Kicking off this year’s lineup is ReelPeople: Up Abilities, held at the A.D. Players’ George Theater on Tuesday night. Here, a trio of inspiring — and in some ways, odds-defying — speakers tell of their experiences living with disabilities: gymnast and aerial performer Jen Bricker, who was born without legs; Eric Weihenmayer, the first blind climber to summit Mount Everest; and Amanda Boxtel, who was paralyzed from the waist down after a skiing accident, but successfully walks using bionic technology.

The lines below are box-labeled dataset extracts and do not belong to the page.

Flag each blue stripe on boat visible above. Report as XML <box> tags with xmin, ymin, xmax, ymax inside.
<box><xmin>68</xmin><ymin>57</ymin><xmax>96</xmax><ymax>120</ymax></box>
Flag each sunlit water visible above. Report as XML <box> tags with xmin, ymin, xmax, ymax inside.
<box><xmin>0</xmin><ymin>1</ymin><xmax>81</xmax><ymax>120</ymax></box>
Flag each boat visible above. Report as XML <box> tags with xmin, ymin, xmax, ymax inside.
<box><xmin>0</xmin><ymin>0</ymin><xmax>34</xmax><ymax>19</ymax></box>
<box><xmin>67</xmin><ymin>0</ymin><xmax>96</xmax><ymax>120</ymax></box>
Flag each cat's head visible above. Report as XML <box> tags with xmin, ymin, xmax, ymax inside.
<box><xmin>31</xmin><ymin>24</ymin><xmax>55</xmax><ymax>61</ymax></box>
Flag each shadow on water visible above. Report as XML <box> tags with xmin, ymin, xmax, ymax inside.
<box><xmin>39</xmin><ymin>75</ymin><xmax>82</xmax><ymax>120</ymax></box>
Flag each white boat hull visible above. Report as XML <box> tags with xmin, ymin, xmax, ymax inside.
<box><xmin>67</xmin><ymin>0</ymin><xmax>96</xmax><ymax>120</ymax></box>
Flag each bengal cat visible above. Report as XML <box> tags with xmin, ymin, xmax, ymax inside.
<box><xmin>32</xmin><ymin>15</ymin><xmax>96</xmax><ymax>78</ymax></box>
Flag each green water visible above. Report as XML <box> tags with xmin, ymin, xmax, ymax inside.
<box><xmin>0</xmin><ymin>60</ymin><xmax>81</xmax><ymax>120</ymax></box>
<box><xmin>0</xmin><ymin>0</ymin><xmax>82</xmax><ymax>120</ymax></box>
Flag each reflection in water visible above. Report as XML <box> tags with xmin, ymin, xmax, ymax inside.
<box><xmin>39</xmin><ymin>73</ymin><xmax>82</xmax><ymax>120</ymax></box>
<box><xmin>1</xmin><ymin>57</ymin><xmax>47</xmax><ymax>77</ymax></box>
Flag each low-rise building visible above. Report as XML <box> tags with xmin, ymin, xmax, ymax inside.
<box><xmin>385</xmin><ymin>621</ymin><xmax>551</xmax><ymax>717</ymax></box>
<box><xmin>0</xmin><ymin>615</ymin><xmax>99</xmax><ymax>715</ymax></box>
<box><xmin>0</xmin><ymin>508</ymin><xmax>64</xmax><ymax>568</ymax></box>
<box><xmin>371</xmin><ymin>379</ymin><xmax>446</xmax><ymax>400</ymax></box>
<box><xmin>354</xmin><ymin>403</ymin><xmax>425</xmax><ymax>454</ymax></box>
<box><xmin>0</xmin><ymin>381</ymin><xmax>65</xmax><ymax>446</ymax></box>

Boxtel, who was nominated as a CNN Hero of the Year in 2018, hopes to inspire Houstonians not only at Up Abilities, but during her visit with patients at TIRR Memorial Hermann prior to the event. “While my spinal cord injury took away my ability to walk, it didn’t take away my ability to dream and then turn my dreams into my reality one baby step at a time,” she says. “The human life force is phenomenal, mysterious, and resilient. I know this from my own life happenings and those of others. Our indomitable will and spirit have no limitation.”
Boxtel was a dancer and an athlete growing up, and her father committed suicide when she was just 13 years old. “It took time to turn my wounds into wisdom, to remove any self-imposed limitations and to live a richer and fuller life,” she says. “It’s taken 27 years of paralysis for me to understand that acceptance and hope must coexist. I have made it my life’s mission to be in pursuit of the best quality of life possible, while giving back to help others realize their potential.”
She thinks that efforts like ReelAbilities will go a long way in transforming society’s perspective and removing stigma. “The arts have the potential to open doors, change perceptions, and inspire curiosity,” she says. “Through the arts, disability melts away and diversity reigns.”